2. t12: For  BufferHeapTupleTableSlot, the patch slows down 4.x%-6.x%, but for VirtualTupleTableSlot it improves 10.x%.
 If we look at execTuples.c, it looks like this is quite relevant to additional memory copy. It seems that VirtualTupleTableSlot is
more common than the BufferHeapTupleTableSlot so probably the current code should be fine for most real cases. Or it's possible
to determine multi-insert also according to the input slot tuple but this seems to be ugly in code. Or continue to lower the threshold a bit
so that "create table tt as select * from t12;" also improves although this hurts the VirtualTupleTableSlot case.


To alleviate this. I tuned MAX_TUP_LEN_FOR_MULTI_INSERT a bit and set it from 2000 to 1600. With a table with 24 name-typed columns (total size 1536), I tried both
case1: create table tt as select * from t12;
case2: create table tt as select a,b,c,d,e,f,g,h,i,j,k,l,m,n,o,p,q,r,s,t,u,v,w from t12; 

This patch increases the performance for both.
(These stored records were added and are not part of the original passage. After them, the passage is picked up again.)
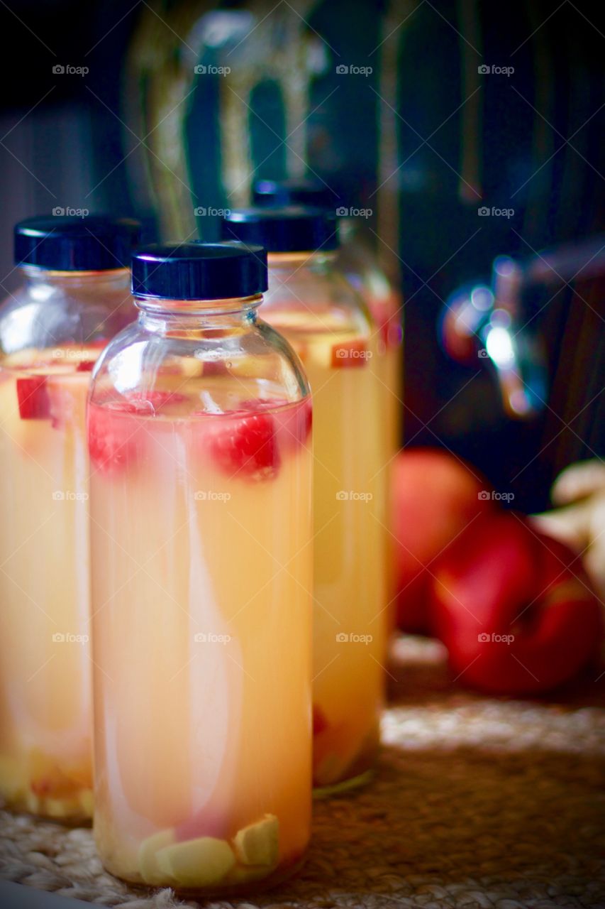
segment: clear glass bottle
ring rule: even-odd
[[[223,235],[269,251],[262,315],[304,365],[314,415],[313,783],[363,782],[374,762],[386,633],[385,484],[377,339],[334,268],[325,210],[232,211]]]
[[[311,400],[266,255],[148,247],[89,404],[94,833],[184,894],[264,889],[311,822]]]
[[[363,217],[356,209],[342,207],[338,196],[317,180],[293,178],[257,180],[253,187],[254,205],[265,206],[301,205],[331,208],[339,214],[340,247],[336,267],[363,297],[378,332],[380,354],[375,368],[384,385],[384,433],[387,448],[394,454],[402,446],[403,422],[402,300],[381,267],[376,253],[363,231]]]
[[[92,814],[88,468],[91,369],[135,315],[139,224],[31,218],[23,284],[0,309],[0,797]]]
Note, of course, this change (MAX_TUP_LEN_FOR_MULTI_INSERT) does not affect the test results of previous t11, t13, t14 in theory since the code path is not affected.

kernel caches cleaned up:

           baseline(s)   patch(s)   diff%
case1: 7.65             7.30          4.6%
case2: 7.75             6.80         12.2%


relation files are in cache:

case1: 7.09             6.66          6.1%
case2: 7.49             6.83          8.8%

We do not need to find a larger threshold that just makes the case1 improvement near to zero since on other test environments the threshold might be a bit different so it should be set as a rough value, and it seems that 1600 should benefit most cases.

I attached the v3 patch which just has the MAX_TUP_LEN_FOR_MULTI_INSERT change.

Thanks.

 
3. for t13, new code still uses single insert so the difference should be small. I just want to see the regression when even we use "single insert".
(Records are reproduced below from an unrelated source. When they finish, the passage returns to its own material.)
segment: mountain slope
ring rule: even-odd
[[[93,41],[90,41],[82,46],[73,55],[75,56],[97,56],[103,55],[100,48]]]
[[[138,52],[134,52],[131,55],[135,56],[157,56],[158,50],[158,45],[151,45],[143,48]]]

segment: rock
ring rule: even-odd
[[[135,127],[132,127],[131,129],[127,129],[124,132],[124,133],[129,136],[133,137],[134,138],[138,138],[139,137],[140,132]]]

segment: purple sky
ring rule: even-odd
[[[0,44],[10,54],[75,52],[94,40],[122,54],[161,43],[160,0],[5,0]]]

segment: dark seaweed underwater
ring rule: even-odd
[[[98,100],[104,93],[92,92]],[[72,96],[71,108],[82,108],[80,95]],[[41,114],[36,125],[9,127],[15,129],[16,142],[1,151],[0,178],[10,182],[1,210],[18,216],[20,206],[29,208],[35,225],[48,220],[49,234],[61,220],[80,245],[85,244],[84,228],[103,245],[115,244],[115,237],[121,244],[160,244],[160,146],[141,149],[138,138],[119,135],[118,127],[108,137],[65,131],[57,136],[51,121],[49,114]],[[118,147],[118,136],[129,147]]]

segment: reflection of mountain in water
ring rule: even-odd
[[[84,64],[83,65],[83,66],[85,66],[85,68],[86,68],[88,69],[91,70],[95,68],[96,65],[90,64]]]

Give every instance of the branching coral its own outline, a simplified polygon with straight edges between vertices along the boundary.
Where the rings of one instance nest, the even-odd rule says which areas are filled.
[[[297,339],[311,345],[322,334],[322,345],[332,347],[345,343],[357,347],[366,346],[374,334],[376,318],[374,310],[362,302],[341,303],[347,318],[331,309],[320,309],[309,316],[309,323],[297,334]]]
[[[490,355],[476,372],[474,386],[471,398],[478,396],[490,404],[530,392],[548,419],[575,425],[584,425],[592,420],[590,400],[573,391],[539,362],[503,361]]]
4. For toast case t14, the degradation is small, not a big deal.

By the way, did we try or think about allow better prefetch (on Linux) for seqscan. i.e. POSIX_FADV_SEQUENTIAL in posix_fadvise() to enlarge the kernel readahead window. Suppose this should help if seq tuple handling is faster than default kernel readahead setting.


v2 patch is attached.


On Thu, Mar 7, 2019 at 4:54 PM Heikki Linnakangas <hlinnaka@iki.fi> wrote:
On 06/03/2019 22:06, Paul Guo wrote:
> The patch also modifies heap_multi_insert() a bit to do a bit further
> code-level optimization by using static memory, instead of using memory
> context and dynamic allocation.

If toasting is required, heap_prepare_insert() creates a palloc'd tuple.
That is still leaked to the current memory context.

Leaking into the current memory context is not a bad thing, because
resetting a memory context is faster than doing a lot of pfree() calls.
The callers just need to be prepared for that, and use a short-lived
memory context.

> By the way, while looking at the code, I noticed that there are 9 local
> arrays with large length in toast_insert_or_update() which seems to be a
> risk of stack overflow. Maybe we should put it as static or global.
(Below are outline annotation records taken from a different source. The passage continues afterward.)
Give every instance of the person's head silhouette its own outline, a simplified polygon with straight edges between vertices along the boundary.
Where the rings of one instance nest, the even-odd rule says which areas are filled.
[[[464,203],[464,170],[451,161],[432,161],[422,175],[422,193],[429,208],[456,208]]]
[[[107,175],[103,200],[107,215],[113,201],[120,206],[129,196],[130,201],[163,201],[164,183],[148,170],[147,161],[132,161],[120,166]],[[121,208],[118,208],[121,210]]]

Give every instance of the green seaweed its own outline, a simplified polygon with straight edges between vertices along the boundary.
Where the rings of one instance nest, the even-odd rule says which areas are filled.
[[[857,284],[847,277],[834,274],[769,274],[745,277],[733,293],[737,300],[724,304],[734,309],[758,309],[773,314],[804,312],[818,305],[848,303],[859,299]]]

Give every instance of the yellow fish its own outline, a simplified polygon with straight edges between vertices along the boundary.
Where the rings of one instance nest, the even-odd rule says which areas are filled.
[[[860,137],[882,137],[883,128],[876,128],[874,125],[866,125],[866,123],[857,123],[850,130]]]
Hmm. We currently reserve 512 kB between the kernel's limit, and the
limit we check in check_stack_depth(). See STACK_DEPTH_SLOP. Those
arrays add up to 52800 bytes on a 64-bit maching, if I did my math
right. So there's still a lot of headroom. I agree that it nevertheless
seems a bit excessive, though.

> With the patch,
>
> Time: 4728.142 ms (00:04.728)
> Time: 14203.983 ms (00:14.204)
> Time: 1008.669 ms (00:01.009)
>
> Baseline,
> Time: 11096.146 ms (00:11.096)
> Time: 13106.741 ms (00:13.107)
> Time: 1100.174 ms (00:01.100)

Nice speedup!

> While for toast and large column size there is < 10% decrease but for
> small column size the improvement is super good. Actually if I hardcode
> the batch count as 4 all test cases are better but the improvement for
> small column size is smaller than that with current patch. Pretty much
> the number 4 is quite case specific so I can not hardcode that in the
> patch. Of course we could further tune that but the current value seems
> to be a good trade-off?

Have you done any profiling, on why the multi-insert is slower with
large tuples? In principle, I don't see why it should be slower.